Having a professional, branded API endpoint is essential for modern applications - especially when you want your users to interact with something memorable like api.yourcompany.com rather than the default, randomly generated AWS endpoint like https://d-abc123xyz.execute-api.us-east-1.amazonaws.com
.
If you have read any of my previous blogs, you'll know how much I love API Gateway - and this is another reason too! This is particularly nice to keep branding consistent if you are allowing your users to directly consume the API in their own applications.
So let's take a look at how we can provision an API Gateway with a custom domain - all using AWS CDK.
✍️ Define some CDK
Unfortunately, like with many AWS services, CDK doesn't always provide the most elegant L2 constructs for every scenario. However, the API Gateway constructs are quite mature, so we'll be working with a nice combination of L2 constructs and some manual configuration.

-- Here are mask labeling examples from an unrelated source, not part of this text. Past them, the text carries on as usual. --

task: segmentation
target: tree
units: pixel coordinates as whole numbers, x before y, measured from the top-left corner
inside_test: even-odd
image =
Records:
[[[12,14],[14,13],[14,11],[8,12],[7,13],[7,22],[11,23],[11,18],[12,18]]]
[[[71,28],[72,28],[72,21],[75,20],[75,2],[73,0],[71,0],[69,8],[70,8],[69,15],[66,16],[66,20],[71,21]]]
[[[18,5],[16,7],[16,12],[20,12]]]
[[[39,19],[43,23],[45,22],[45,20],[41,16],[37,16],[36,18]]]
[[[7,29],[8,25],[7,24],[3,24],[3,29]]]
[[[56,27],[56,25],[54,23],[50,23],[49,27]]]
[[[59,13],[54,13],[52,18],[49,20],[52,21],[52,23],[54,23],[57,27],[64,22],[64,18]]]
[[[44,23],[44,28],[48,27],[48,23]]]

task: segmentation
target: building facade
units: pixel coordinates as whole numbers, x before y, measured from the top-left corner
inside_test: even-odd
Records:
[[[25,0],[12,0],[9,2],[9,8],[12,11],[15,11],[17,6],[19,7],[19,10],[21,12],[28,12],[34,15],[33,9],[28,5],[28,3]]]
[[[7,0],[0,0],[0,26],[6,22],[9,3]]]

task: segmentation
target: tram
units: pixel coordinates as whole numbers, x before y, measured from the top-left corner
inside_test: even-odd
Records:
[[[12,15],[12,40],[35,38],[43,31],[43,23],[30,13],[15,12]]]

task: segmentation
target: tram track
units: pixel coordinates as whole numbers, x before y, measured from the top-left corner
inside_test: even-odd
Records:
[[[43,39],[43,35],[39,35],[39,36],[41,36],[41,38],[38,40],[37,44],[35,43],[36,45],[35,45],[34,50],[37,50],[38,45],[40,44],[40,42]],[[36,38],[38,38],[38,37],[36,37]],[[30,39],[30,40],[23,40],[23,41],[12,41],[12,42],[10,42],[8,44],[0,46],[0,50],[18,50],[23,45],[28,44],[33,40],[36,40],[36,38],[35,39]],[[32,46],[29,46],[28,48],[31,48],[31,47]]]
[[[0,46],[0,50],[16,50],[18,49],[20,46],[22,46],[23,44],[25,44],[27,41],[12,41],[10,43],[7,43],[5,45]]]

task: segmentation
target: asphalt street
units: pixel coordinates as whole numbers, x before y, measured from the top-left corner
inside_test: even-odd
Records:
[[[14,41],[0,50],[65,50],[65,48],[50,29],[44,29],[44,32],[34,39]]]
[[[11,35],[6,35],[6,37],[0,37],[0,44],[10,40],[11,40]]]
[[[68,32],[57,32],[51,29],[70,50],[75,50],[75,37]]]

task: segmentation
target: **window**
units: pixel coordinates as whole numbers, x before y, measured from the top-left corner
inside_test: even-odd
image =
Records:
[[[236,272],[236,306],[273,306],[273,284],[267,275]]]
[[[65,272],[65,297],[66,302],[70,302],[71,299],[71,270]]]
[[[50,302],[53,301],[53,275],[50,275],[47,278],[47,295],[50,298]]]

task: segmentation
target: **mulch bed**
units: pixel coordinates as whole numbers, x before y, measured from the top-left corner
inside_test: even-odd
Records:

Before we jump into the CDK itself, the following examples assume that you have a few things already provisioned and in place:
- A registered domain name (can be managed by Route 53 or external registrar)
- A hosted zone in Route 53 for your domain
Provision the cert
We must create a new TLS certificate for usage on our API Gateway with our custom domain. The following creates the certificate, and specifies that DNS records are going to be used to verify it:
const domainName = "api.yourcompany.com";
// Certificate for custom domain
const certificate = new certificatemanager.Certificate(
this,
"ApiCertificate",
{
domainName,
validation: certificatemanager.CertificateValidation.fromDns(),
}
);
Provision API Gateway
Now for the main event - creating our API Gateway with a custom domain. There are a couple of approaches here, but I'll show you the most straightforward method using the RestApi construct with domain configuration:
// API Gateway
const api = new apigateway.RestApi(this, "Api", {
restApiName: "Custom Domain API",
domainName: {
domainName,
certificate,
basePath: "v1", // Optional
},
});
// Sample resource and method
api.root.addMethod("GET");
The above provisions a new gateway that consumes the certificate and the custom domain name that we want to specify. Additionally, it also specifies a basePath that simply prefixes the routes that you define on your API gateway - example: /v1/users/
.
Finally, it also adds a HTTP GET
method onto the root definition of the gateway.
DNS changes
The final piece of the puzzle is configuring the new A record within your Route 53 hosted zone. This will effectively just point to the API gateway and that finalises the alias.
const hostedZoneId = "Z1234567890";
// Route53 alias record
const hostedZone = route53.HostedZone.fromHostedZoneAttributes(
this,
"HostedZone",
{
hostedZoneId,
zoneName: "yourcompany.com",
}
);
new route53.ARecord(this, "ApiAliasRecord", {
zone: hostedZone,
recordName: "api",
target: route53.RecordTarget.fromAlias(new targets.ApiGateway(api)),
});
As I had mentioned previously, this example assumes that you already have a hosted zone defined, and the call above references the hosted zone by the ID. This aliases our API gateway with the api
subdomain.
🚀 Deploy and Test
Once you've got everything configured, deploy your stack:
cdk diff
cdk deploy
Your diff should show resources similar to:
Resources
[+] AWS::ApiGateway::RestApi custom-domain-api customdomainapi
[+] AWS::ApiGateway::DomainName custom-domain-api/Domain customdomainapiDomain
[+] AWS::ApiGateway::BasePathMapping custom-domain-api/PathMapping customdomainapiPathMapping
[+] AWS::Route53::RecordSet api-alias-record apializasrecord
After deployment, you should be able to access your API using your custom domain:
curl https://api.yourcompany.com/
You may need to configure an integration in behind the scenes to test this fully end-to-end, and if you do not have an integration already set up, a simple one that you can add is a Lambda integration.
And that's it!
Conclusion
Remember to cdk destroy your stack when you're done testing to avoid unnecessary costs!
Professional URLs: Creating a custom domain for your API Gateway transforms generic AWS URLs into professional, branded endpoints that users can trust and remember.
Flexible Configuration: The combination of domain names, base path mapping, and Route 53 records provides extensive flexibility for organizing multiple APIs under a single domain.
SSL/TLS Security: Built-in HTTPS termination with AWS Certificate Manager ensures your API communications are secure without additional configuration overhead.